Colors with syntax coloring version: http://gwx.showus.net/blog/article.asp? Id = 229
Original very hard, reprint please indicate the original link: http://gwx.showus.net/blog/article.asp? Id = 229
Web collection program? Web Crawlers? Small program? This type of application is quite wide. This article does not discuss the copyright or moral issues caused by the use of such programs, but only the implementation of such programs in the ASP + VBScript environment.
Prerequisites: in addition to general ASP + VBScript knowledge, you also need to understand xmlhttp objects and regular expression objects. Xmlhttp objects are the main character of popular Ajax. After learning regular expressions, you no longer have to worry about processing complex strings.

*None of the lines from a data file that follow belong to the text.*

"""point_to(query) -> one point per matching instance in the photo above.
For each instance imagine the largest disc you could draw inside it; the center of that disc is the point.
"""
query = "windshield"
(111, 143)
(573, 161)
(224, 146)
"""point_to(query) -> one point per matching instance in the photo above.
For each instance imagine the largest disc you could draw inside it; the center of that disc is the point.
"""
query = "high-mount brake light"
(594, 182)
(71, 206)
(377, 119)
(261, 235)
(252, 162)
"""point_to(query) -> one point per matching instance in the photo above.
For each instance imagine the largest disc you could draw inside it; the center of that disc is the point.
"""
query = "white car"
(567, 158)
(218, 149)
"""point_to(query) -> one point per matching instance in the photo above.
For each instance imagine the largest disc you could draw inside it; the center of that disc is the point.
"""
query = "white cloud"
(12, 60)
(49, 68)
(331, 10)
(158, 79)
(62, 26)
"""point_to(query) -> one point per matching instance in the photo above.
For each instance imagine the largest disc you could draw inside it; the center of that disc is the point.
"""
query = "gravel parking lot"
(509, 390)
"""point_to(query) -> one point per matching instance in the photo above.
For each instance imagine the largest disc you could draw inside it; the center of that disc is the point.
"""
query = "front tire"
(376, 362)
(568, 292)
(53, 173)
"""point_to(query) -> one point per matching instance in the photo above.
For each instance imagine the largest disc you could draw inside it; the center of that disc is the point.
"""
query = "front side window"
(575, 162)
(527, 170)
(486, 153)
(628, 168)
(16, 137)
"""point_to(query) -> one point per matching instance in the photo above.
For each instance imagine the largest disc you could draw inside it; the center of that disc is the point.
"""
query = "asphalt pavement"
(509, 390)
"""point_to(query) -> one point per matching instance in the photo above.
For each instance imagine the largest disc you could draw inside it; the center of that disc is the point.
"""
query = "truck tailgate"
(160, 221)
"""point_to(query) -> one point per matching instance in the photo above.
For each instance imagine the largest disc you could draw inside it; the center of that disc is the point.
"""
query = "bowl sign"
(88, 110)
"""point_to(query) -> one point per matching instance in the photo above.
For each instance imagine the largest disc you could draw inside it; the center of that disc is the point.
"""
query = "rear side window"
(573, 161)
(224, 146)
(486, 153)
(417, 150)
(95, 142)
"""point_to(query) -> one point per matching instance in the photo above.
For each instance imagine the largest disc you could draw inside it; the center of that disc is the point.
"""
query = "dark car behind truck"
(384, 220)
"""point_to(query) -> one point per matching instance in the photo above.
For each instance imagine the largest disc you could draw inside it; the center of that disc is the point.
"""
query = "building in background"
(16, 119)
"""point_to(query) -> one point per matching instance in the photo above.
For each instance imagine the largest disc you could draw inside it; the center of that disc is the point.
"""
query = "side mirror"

The RegEx tool is very useful when writing and debugging regular expressions.
Directory
Capture a remote webpage and save it to a local device
Improvement: handling garbled characters
Download images (and other files) from a remote webpage at the same time)
Improvement: detect real URLs
Improvement: avoid repeated downloads
Practical example (using *** as an example)
Analysis list page
Content Page skills
Previous and next pages on the analysis content page
Advanced theme: Conversion of UTF-8 and GB2312
More advanced topics: captured after login, forged on the client
Existing collection programs
Http://gwx.showus.net/blog/article.asp? Id = 229
1. capture a remote webpage and save it to a local device
'The debugging process will be followed by multiple calls to check intermediate results
Dim inDebug: inDebug = True
Sub D (Str)
If inDebug = False Then Exit Sub
Response. write ("<div style = 'color: #003399; border: solid 1px #003399; background: # EEF7FF; margin: 1px; font-size: 12px; padding: 4px; '> ")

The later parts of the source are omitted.